José MagroJOSÉ Alves Tavares MAGRO, político, natural da Freguesia de Alcântara (Lisboa), nasceu a 27-03-1920 e faleceu a 22-02-1980. Escriturário da Federação Nacional dos Produtores de Trigo, aderiu, por volta de 1940, às Juventudes Comunistas, e fez parte do MUNAF durante o serviço militar. Na situação de disponibilidade em 1945, passou à clandestinidade. Usando os pseudónimos de «Artur» e depois de «Victor», teve responsabilidade na edição de jornais ilegais destinados às Forças Armadas, como: A Voz do Sargento, A Voz do Soldado e A Voz do Oficial Miliciano, suplementos de Libertação Nacional, órgão do Conselho Nacional de Unidade Antifascista. Sempre actuando na clandestinidade, participou na campanha de Norton de Matos e foi depois responsável partidário pelo distrito de Lisboa (1950). Preso a 25 de Janeiro de 1951, foi julgado e condenado a três anos de prisão maior celular e suspensão de direitos políticos por 15 anos. Sofreu diversos castigos durante a detenção. A 20 de Janeiro de 1954 era descoberta uma tentativa de fuga do Forte de Peniche, através de um túnel, sofrendo os seus autores, entre os quais José Magro, novos castigos. Libertado a 14 de Fevereiro de 1957, retomou a clandestinidade cinco meses depois. Participou no V Congresso do PCP, sendo eleito para o Comité Central. A 13 de Maio de 1959, foi de novo preso e condenado, a 04 de Dezembro de 1961, ao cúmulo jurídico de 10 anos de prisão, suspensão de direitos políticos por 15 anos, e medidas de segurança de seis meses a três anos prorrogáveis. Evadiu-se de Caxias a 04 de Dezembro de 1961, no Chrisler blindado de Salazar, mas pouco tempo esteve em liberdade, porque foi recapturado a 24 de Maio de 1962, em São Domingos de Rana. Já com pouca saúde continuou a sua luta pela liberdade, que só recuperou com o 25 de Abril de 1974.

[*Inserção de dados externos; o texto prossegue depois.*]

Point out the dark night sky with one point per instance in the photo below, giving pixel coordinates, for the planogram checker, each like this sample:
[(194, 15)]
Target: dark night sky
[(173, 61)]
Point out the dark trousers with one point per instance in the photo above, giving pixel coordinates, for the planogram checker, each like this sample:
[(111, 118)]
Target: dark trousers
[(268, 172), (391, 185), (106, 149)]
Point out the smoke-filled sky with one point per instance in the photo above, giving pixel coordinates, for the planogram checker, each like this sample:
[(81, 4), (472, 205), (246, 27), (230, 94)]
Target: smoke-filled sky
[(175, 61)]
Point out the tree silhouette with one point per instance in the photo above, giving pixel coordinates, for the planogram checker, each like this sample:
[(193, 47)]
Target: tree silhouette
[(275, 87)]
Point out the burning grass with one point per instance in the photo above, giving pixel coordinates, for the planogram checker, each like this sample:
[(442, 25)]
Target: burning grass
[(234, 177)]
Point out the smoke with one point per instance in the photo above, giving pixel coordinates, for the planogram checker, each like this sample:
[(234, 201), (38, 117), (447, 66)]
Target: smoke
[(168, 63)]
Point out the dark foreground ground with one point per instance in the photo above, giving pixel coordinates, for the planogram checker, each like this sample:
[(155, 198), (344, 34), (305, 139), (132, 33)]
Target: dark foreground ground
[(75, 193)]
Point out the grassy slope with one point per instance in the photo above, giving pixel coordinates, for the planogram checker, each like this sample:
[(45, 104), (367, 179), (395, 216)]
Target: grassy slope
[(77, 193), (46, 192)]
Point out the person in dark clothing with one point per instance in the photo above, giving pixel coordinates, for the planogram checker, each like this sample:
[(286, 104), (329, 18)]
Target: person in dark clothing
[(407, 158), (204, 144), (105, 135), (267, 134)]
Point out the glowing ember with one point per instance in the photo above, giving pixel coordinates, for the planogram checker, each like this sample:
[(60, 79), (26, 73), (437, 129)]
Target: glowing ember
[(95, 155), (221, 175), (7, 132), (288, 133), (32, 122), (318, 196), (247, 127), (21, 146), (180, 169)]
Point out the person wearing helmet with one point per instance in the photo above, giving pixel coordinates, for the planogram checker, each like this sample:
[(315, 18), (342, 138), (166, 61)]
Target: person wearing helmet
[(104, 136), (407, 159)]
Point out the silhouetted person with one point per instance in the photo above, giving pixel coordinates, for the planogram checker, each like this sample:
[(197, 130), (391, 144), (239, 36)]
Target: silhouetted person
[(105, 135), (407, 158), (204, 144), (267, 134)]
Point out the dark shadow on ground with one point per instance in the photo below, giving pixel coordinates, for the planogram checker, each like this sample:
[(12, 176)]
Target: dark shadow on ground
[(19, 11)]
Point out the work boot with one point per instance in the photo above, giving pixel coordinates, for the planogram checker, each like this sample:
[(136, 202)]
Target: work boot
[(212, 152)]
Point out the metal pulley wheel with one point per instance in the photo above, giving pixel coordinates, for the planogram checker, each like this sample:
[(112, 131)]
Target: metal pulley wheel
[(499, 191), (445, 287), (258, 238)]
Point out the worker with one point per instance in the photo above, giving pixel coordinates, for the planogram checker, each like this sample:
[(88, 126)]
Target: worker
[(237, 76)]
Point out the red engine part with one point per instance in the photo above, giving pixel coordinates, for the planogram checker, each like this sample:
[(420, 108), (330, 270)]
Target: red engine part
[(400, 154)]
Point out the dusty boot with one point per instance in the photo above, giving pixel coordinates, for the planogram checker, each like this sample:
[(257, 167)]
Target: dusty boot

Publicou um livro de poemas: Torre Cinzenta, Lisboa, Edic Avante, 1980 e Cartas da Prsião. Vida Prisional, Lisboa, Edic Avante, 1975.

O seu nome faz parte da Toponímia de: Amadora; Barreiro; Lisboa (Freguesia da Ajuda); Loures (Freguesia de Unhos); Sintra (Freguesia de Massamá); Viana do Alentejo (Greguesia de Aguair).

Fonte: “Memórias da Resistência, Literatura Autobiográfica da Resistência ao Estado Novo, de António Ventura”.